Roldan returned to Argentina and ran off a 13-fight winning streak to earn another ticket to Las Vegas. On April 4, 1986, on the undercard of the Hagler-Leonard megafight, he thrust himself back into the middleweight picture with a TKO over favored James Kinchen who Roldan clubbed into submission in the ninth round.
The carrot was a match with Thomas Hearns. They met on Oct. 29, 1987 at the Las Vegas Hilton in a makeshift outdoor arena behind the property’s SuperBook. Roldan was down twice in the first round and again in the second and was counted out in the fourth, but that doesn’t begin to tell the story. The “Hitman” was two punches away from being knocked out himself noted Las Vegas Review-Journal reporter John L. Smith who likened the donnybrook to a poor man’s version of Hagler-Hearns.
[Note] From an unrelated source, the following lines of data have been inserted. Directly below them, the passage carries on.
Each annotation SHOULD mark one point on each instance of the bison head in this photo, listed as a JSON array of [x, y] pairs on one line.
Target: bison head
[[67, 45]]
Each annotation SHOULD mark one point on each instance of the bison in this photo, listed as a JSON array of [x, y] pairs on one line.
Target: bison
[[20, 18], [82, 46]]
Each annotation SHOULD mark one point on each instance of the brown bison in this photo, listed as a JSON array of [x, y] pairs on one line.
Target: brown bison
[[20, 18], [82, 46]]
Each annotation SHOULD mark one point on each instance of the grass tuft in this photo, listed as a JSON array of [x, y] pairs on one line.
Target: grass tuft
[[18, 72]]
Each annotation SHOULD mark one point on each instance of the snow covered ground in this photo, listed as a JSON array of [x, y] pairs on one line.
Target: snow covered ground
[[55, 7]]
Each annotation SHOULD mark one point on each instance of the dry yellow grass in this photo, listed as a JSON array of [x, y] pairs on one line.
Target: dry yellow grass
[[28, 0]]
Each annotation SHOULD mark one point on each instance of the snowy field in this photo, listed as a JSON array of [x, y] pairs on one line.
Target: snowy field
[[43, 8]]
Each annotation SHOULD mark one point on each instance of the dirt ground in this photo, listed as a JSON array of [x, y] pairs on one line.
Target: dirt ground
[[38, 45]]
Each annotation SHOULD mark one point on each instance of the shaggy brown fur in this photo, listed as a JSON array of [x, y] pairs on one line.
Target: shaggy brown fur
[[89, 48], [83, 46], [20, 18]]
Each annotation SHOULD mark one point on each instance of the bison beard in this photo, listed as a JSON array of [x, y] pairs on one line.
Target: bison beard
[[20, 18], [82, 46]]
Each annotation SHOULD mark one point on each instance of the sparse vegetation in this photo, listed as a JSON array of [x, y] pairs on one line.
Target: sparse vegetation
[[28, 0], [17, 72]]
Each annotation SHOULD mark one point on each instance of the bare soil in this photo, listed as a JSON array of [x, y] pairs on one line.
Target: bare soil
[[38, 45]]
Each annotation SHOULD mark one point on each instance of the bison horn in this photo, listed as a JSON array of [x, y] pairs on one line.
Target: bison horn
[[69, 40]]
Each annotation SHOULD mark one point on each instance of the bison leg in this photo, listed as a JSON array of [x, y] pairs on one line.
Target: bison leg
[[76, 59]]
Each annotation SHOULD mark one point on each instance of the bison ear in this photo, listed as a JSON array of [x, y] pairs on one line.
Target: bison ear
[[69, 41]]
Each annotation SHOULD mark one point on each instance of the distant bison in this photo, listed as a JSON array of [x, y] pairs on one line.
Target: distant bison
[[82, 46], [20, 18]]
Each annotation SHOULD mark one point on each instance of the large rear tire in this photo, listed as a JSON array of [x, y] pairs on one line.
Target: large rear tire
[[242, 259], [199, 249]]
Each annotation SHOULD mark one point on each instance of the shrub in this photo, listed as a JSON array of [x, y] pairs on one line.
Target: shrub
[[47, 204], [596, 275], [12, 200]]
Michael Nunn appeared on the undercard and looked sensational while advancing his record to 27-0 with a fourth-round stoppage of Darnell Knox. Roldan was of a mind to retire after losing to Hearns, but he couldn’t pass up the big payday when offered a chance to fight Nunn for Nunn’s IBF middleweight title belt. Nunn stopped him in the eighth round and Roldan called it quits.
Juan Domingo Roldan was the son of dairy farm workers. According to the aforementioned Morilla, Roldan used some of his ring earnings to purchase the very farm on which his family had worked and became a successful rancher and businessman. Unfortunately, he also let his weight balloon to an unhealthy level which made him more vulnerable when he caught the virus.
We at The Sweet Science send our condolences to his family and loved ones. May he rest in peace.